Perfect square result

[Steven G]

(1 x^2+ 1x^1+1x^0)^2 = 1x^4 + 2x^3 + 3x^2 + 2x^1 + 1x^0

Consider two 3-sided dice both numbered 0, 1 and 2 (I have no idea why I said 4-sided dice in my previous post).
Now if you look at the Cayley table for the sum of the two dice, you'll see that you can get a sum of 0 in 1 way, 1 in 2 ways, 2 in 3 ways, 3 in 2 ways and a 4 in 1 way.

Consider 1x^2+ 1x^1+1x^0:
1x^2 means there is 1 face with a 2 on it
1x^1 means there is 1 face with a 1 on it
1x^0 means there is 1 face with a 0 on it

Now consider (1 x^2+ 1x^1+1x^0)^2 = 1x^4 + 2x^3 + 3x^2 + 2x^1 + 1x^0:
1x^4 means there is 1 way to get a sum of 4
2x^3 means there are 2 ways to get a sum of 3
3x^2 means there are 3 ways to get a sum of 2
2x^1 means there are 2 ways to get a sum of 1
1x^0 means there is 1 way to get a sum of 0.

I gave a talk on dice a short while ago and this equation you came up with made me think of my talk and gave me the factoring quite quickly.

 

[JeffM]

I have been trying to find a visual proof by thinking about areas of squares but have made no progress so far....

Please take another look at my post 14 and 16. They lead to a fairly easy geometric proof.

Construct a square, ABCD, where the length of a side is [imath]n(n + 1) + 1 = n^2 + n + 1[/imath] units.

Obviously, that square can be decomposed into
[imath]n^4 + 2n^3 + 3n^2 + 2n + 1[/imath] unit squares.

On the line AB, mark as E the point [imath]n(n + 1) = n^2 + n[/imath] units from A.

On the line AD, mark as F the point [imath]n(n + 1) = n^2 + n[/imath] as units from A.

Construct perpendiculars at E and F. Let their intersection be G.

It is trivial to show that AEGF is a square that can be decomposed into
[imath]n^4 + 2n^3 + n^2[/imath] unit squares and that no point of that square lies outside of ABCD.

Therefore, the square ABCD can be decomposed into square AEGF plus a residual area.

The residual area necessarily has an area equal to

[math](n^4 + 2n^3 + 3n^2 + 2n + 1) - (n^4 + 2n^3 + n^2) = 2n^2 + 2n + 1 = n^2 + (n + 1)^2 \text { unit squares.}[/math]
By presenting the theorem as one equating a difference of squares to a related sum of squares, we get a quite intuitive geometric interpretation of the theorem..

 

[apple2357]

I can see what you are sort of saying...

i tried to interpret your thoughts in a numerical example first so I can get my head around it.

So we have 3^2+4^2+12^2 is a perfect square, in fact it is 13^2

So we could set about exploring the rewrite of the result:

3^2+4^2 = 13^2-12^2 as it makes use of the difference of two squares:





I can see the residual area ( orange bit above) comes to 25 which is indeed 3^2 +4^2 but i cant see how to construct two squares in the orange area.

 

[JeffM]

If you go back to my first post, # 12, I restated your theorem in terms of equating a difference of two squares and a sum of two related squares and then proved the restated theorem.
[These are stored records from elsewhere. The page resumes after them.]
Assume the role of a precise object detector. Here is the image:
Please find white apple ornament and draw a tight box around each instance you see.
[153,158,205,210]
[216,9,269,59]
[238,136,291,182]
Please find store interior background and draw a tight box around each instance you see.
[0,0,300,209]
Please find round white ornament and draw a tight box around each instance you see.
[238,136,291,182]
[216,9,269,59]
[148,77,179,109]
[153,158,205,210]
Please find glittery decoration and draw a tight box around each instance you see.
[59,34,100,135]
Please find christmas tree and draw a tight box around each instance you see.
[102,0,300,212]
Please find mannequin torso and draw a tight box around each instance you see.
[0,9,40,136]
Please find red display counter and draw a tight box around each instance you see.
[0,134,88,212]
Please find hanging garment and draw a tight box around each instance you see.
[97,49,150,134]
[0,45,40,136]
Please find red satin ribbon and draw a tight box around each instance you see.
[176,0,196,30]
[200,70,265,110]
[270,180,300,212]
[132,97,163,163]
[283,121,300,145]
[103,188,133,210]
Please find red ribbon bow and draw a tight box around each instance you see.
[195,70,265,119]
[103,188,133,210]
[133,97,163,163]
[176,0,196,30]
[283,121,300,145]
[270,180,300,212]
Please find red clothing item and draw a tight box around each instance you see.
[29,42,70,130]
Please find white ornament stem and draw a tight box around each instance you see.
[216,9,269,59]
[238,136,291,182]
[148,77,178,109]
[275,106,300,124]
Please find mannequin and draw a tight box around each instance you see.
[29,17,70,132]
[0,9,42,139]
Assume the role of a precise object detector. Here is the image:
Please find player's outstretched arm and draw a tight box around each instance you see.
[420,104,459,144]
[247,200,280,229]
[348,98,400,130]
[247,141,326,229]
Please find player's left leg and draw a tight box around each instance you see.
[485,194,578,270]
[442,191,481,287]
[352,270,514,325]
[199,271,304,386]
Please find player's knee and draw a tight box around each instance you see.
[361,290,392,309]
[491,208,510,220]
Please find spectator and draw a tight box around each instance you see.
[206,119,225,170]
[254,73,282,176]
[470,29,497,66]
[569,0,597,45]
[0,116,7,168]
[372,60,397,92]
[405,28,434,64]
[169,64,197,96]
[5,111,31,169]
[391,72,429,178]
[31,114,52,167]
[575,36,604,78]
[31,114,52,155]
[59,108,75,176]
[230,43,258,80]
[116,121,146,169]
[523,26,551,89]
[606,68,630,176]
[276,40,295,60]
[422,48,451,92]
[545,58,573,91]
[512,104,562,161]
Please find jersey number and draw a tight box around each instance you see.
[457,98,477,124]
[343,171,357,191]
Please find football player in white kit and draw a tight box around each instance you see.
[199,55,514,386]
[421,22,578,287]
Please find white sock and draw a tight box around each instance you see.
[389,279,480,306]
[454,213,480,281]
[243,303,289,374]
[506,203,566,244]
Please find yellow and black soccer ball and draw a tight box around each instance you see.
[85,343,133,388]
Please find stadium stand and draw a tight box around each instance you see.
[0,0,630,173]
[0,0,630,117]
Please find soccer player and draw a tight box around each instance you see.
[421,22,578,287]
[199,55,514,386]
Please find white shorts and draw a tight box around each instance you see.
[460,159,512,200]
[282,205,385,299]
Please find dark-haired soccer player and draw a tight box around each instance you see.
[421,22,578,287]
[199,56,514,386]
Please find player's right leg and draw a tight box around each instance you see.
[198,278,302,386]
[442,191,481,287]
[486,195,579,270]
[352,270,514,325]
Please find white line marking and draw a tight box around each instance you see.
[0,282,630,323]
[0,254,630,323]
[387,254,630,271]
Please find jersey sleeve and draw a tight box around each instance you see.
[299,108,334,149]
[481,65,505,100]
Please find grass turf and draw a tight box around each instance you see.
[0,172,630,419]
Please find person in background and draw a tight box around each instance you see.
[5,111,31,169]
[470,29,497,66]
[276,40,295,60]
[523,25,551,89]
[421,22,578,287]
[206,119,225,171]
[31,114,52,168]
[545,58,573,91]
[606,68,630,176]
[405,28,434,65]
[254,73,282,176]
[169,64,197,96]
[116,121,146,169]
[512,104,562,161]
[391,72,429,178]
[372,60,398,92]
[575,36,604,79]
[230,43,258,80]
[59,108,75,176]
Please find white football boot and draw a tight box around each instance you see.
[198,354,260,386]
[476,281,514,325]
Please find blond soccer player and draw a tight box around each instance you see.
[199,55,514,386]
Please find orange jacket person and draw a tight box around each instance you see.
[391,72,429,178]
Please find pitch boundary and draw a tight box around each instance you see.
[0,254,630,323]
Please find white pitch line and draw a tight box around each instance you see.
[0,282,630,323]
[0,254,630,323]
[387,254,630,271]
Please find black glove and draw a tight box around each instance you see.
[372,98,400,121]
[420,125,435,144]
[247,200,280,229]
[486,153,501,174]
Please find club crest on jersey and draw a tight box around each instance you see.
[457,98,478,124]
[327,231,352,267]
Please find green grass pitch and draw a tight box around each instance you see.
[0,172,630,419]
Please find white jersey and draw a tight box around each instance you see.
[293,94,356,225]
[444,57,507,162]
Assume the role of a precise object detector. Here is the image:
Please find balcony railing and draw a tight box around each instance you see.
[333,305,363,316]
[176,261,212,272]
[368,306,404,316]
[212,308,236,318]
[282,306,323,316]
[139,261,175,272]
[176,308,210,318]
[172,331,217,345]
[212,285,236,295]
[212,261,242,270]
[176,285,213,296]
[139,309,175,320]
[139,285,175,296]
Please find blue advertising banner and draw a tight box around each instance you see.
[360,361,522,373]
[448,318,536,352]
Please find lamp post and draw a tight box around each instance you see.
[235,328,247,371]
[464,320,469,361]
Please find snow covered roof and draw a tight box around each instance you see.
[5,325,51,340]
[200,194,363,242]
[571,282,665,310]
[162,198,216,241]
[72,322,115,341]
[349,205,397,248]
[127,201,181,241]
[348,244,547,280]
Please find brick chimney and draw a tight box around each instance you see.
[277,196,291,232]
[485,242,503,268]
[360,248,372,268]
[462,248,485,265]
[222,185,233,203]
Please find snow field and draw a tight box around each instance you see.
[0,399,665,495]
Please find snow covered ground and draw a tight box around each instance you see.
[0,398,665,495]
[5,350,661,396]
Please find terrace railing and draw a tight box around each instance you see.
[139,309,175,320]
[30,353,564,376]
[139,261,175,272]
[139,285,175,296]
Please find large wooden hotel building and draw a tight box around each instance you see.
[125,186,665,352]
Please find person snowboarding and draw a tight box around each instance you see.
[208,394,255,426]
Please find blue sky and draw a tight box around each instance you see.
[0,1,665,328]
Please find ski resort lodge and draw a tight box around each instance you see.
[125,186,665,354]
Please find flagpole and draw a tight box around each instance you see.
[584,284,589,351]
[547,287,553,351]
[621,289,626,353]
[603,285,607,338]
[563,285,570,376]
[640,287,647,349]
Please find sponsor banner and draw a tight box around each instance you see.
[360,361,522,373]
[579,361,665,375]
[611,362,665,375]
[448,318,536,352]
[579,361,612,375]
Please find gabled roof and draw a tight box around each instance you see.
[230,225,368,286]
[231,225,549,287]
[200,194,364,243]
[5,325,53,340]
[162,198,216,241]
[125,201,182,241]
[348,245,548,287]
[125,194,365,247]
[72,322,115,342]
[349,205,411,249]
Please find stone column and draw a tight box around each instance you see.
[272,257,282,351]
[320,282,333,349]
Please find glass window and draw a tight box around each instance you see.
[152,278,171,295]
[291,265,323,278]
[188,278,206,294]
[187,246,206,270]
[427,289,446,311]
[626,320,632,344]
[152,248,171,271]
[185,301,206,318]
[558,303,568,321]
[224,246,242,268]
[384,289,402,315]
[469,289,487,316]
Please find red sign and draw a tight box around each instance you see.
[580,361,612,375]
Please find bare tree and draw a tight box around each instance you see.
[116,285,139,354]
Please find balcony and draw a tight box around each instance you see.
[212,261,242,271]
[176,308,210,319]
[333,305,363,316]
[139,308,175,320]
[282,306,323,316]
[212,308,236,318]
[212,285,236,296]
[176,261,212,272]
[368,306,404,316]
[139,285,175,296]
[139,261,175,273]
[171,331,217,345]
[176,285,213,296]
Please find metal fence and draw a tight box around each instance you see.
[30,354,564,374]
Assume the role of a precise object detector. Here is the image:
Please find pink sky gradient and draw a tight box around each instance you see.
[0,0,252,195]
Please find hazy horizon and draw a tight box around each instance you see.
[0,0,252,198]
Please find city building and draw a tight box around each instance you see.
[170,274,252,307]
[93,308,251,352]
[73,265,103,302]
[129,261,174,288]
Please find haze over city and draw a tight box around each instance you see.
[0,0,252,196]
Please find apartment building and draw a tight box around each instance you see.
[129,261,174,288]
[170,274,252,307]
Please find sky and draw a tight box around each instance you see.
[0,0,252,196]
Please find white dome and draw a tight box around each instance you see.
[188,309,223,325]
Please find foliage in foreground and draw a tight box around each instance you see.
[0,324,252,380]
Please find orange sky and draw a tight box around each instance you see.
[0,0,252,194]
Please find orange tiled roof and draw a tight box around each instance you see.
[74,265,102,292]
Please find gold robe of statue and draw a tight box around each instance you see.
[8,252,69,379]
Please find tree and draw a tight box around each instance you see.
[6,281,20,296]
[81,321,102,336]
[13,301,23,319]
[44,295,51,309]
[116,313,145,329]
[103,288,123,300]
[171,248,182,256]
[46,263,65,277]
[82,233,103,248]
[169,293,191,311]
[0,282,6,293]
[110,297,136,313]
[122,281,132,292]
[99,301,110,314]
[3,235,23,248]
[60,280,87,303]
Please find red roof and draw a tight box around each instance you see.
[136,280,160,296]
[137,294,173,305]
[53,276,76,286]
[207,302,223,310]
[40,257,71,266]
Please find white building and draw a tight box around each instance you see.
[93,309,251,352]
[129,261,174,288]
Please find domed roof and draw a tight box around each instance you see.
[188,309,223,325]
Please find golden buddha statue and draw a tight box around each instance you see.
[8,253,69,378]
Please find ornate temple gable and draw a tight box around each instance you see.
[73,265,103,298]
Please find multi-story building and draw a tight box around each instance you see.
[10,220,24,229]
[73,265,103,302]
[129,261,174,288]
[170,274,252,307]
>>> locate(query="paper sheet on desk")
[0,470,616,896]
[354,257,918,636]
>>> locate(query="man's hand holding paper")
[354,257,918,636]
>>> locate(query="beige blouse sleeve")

That proof was totally algebraic and involved no quartics or other weirdness. Admittedly, no geometry was involved. (Frankly, I studied geometry in 1959-60 and remember almost nothing about it.) In # 12, I missed some nuances discussed in post # 14, but they did not involve anything fundamental in the algebra.

Then I got to thinking about your interest in a more geometric proof and utilizing the difference of squares approach.

The orange area I called the residual area and merely showed that it necessarily contained the exact number of unit squares needed to construct a square with n unit squares on a side and a non-contiguous square with n + 1 unit squares on a side. I did not make any effort to do the actual decomposition of the residual area and subsequent construction of the two squares. I merely showed that it is feasible.

 

[apple2357]

Thanks. I got you.